As hypothesized, hue of 3D is less reliably than lightness or chroma of 3D (3D_elec: Kappa value for hue = 0.45 (95% CI: 0.40–0.50, ICC_(1,1) for lightness = 0.76(95% CI: 0.74–0.79), ICC_(1,1) for chroma = 0.67(95% CI: 0.63–0.70); 3D_vis: Kappa value for hue = 0.01 (95% CI: -0.05–0.06, ICC_(1,1) for lightness = 0.52 (95% CI: 0.47–0.57), ICC_(1,1) for chroma = 0.66 (95% CI: 0.62–0.69).

Inter-methods variability

Concerning the comparability of visual and electronical measurements, the agreement within limits of 2.7 ΔE is fair to good within 2D, and slight to fair within 3D (Table 3). The corresponding agreements within limits of 3.7 ΔE are good.

Table 3

Comparing methods of measurements in terms of ΔE and ΔE₀₀: 2D *versus* 3D within visual or electronical measurement; visual *versus* electronical measurements within 2D and 3D
	Visual versus electronical		2D versus 3D
	within 2D	within 3D	within visual	within electronical
	Value	Value	Value	Value
Paired observations, number	839*	840*	1680†	1679‡
Mean ΔE (standard deviation)	2.53 (2.17)	2.99 (2.21)	3.46 (1.66)	3.91 (1.29)
Agreement within ΔE < 2.7, proportion (95% CI)	59.6 (56.2–62.9)	40.6 (37.3–44.0)	45.2 (42.8–47.6)	18.6 (16.7–20.5)
Agreement within ΔE < 3.7, proportion (95% CI)	67.2 (63.9–70.4)	68.5 (65.3–71.7)	52.9 (50.5–55.3)	46.6 (44.2–49.0)
Mean ΔE₀₀ (standard deviation)	2.08 (1.80)	2.37 (1.82)	3.26 (1.23)	3.50 (1.00)
Agreement within ΔE₀₀ < 2.7, proportion (95% CI)	62.9 (59.6–55.5)	56.0 (52.5–59.3)	45.8 (43.4–48.2)	23.5 (21.5–25.6)
Agreement within ΔE₀₀ < 3.7, proportion (95% CI)	82.1 (79.4–84.7)	75.2 (72.2–78.1)	71.7 (69.5–73.9)	64.6 (62.3–66.9)
* V2 versus E1, V3 versus E3, V5 versus E5 acc. to the flow chart
† D2 versus D3 measurements for V1 – V6 acc. to the flow chart
‡ D2 versus D3 measurements for E1 – E6 acc. to the flow chart

Concerning the comparability of 2D and 3D measurements, the agreement within limits of 2.7 ΔE is fair within the visual approach, and poor within the electronical approach (Table 3). The corresponding agreements within limits of 3.7 ΔE are fair.

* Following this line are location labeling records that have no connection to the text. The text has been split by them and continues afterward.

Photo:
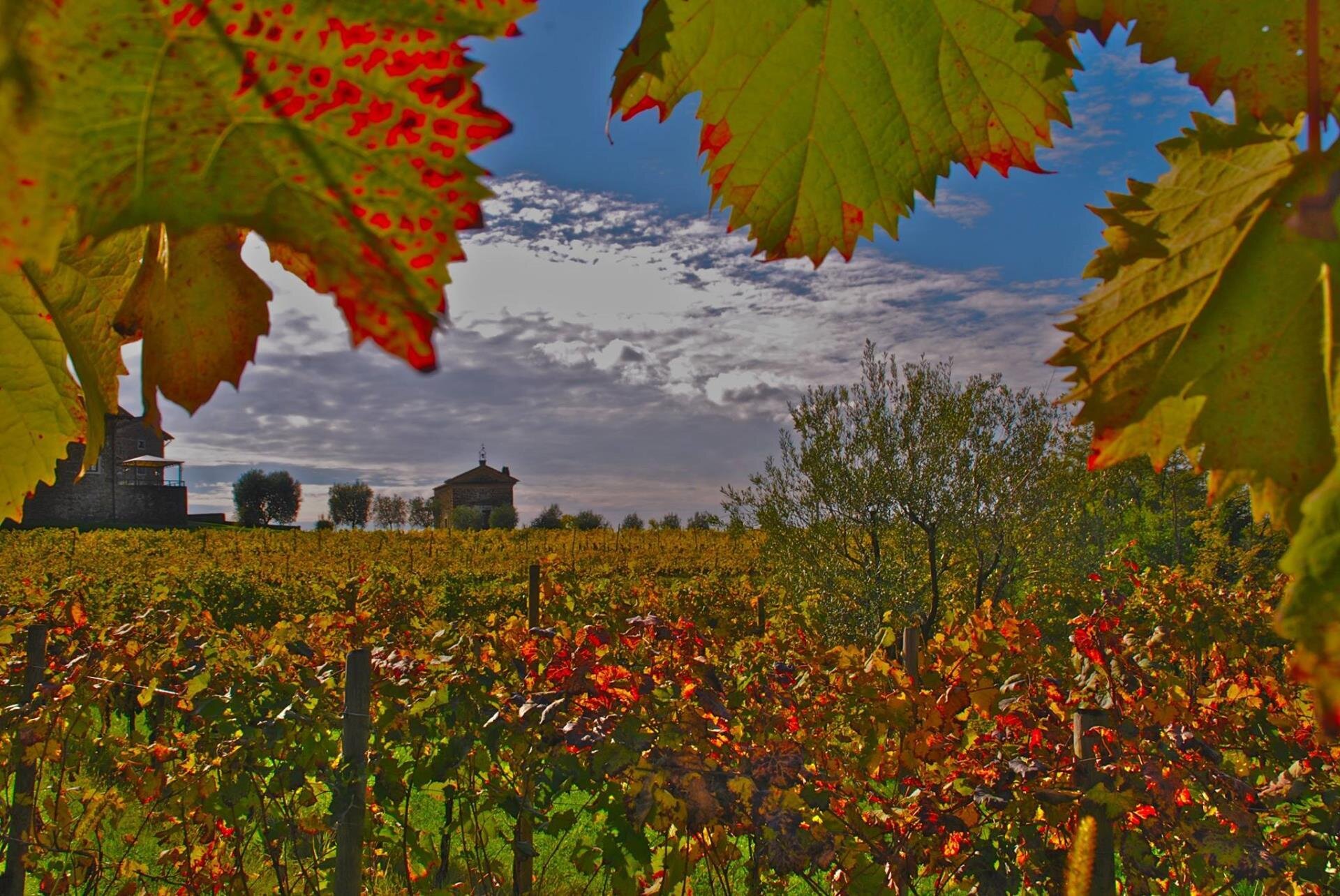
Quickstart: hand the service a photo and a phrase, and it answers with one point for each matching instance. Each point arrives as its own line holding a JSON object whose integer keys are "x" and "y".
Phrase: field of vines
{"x": 670, "y": 724}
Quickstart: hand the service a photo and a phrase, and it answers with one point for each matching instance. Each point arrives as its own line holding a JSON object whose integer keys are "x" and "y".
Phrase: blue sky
{"x": 616, "y": 348}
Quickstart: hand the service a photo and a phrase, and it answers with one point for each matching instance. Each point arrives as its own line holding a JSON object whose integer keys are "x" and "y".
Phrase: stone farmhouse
{"x": 482, "y": 488}
{"x": 132, "y": 484}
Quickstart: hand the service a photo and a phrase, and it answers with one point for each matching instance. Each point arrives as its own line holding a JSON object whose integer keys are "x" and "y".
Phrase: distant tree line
{"x": 910, "y": 495}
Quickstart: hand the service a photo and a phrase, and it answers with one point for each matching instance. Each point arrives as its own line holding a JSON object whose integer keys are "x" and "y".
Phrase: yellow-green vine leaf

Concerning the comparability of visual and electronical measurements, the agreement within limits of 2.7 d(0M1) is good within 2D, and fair within 3D (Table 4). The corresponding agreements within limits of 3.7 d(0M1) are very good.

Table 4

Comparing methods of measurements of the distance from 0M1 related to a single tooth: 2D *versus* 3D within visual or electronical measurement; visual *versus* electronical measurements within 2D and 3D
	Visual versus electronical		2D versus 3D
	within 2D	within 3D	within visual	within electronical
	Value	Value	Value	Value
Number of paired observations	839*	840*	1680†	1679‡
Mean distance (SD) d₁ from 0M1 for the electronical measurement	15.8 (2.97)	13.1 (3.69)
Mean distance (SD) d₂ from 0M1 for the visual measurement	14.9 (3.28)	13.4 (2.88)
Mean distance (SD) d₁ from 0M1 for the 2D measurement			15.0 (3.25)	15.9 (2.96)
Mean distance (SD) d₂ from 0M1 for the 3D measurement			13.3 (2.82)	13.3 (3.71)
Difference d₂ – d₁ (standard deviation)	-0.89 (2.77)	0.22 (3.05)	-1.64 (1.98)	-2.58 (1.70)
Agreement within \|d(0M1)\| < 2.7, proportion (95% CI)	69.1 (65.9–72.2)	53.3 (49.9–56.7)	66.5 (64.2–68.8)	47.1 (44.6–49.5)
Agreement within \|d(0M1)\| < 3.7, proportion (95% CI)	86.3 (83.8–88.5)	86.3 (83.8–88.6)	80.9 (78.9–82.7)	84.0 (82.2–85.8)
Limits of agreement	-6.33–4.55	-5.76–6.19	-5.53–2.25	-5.90–0.75
Number of observations outside the limits of agreement total (lower; higher)	58** (33; 25)	60** (30; 30)	82*** (21; 61)	49*** (34; 15)
ICC_(2,1) (95% CI)	0.58 (0.50–0.65)	0.58 (0.53–0.62)	0.69 (0.27–0.84)	0.67 (-0.06–0.88)
ICC_(3,1) (95% CI)	0.61 (0.56–0.65)	0.58 (0.53–0.62)	0.79 (0.77–0.81)	0.87 (0.86–0.88)
* V2 versus E1, V3 versus E3, V5 versus E5 acc. to the flow chart
† D2 versus D3 measurements for V1 – V6 acc. to the flow chart
‡ D2 versus D3 measurements for E1 – E6 acc. to the flow chart
** expected number: 30–55
*** expected number: 66–102

Concerning the comparability of 2D and 3D measurements, the agreement within limits of 2.7 d(0M1) is good within the visual approach, and fair within the electronical approach (Table 4). The corresponding agreements within limits of 3.7 d(0M1) are good to very good and very good, respectively.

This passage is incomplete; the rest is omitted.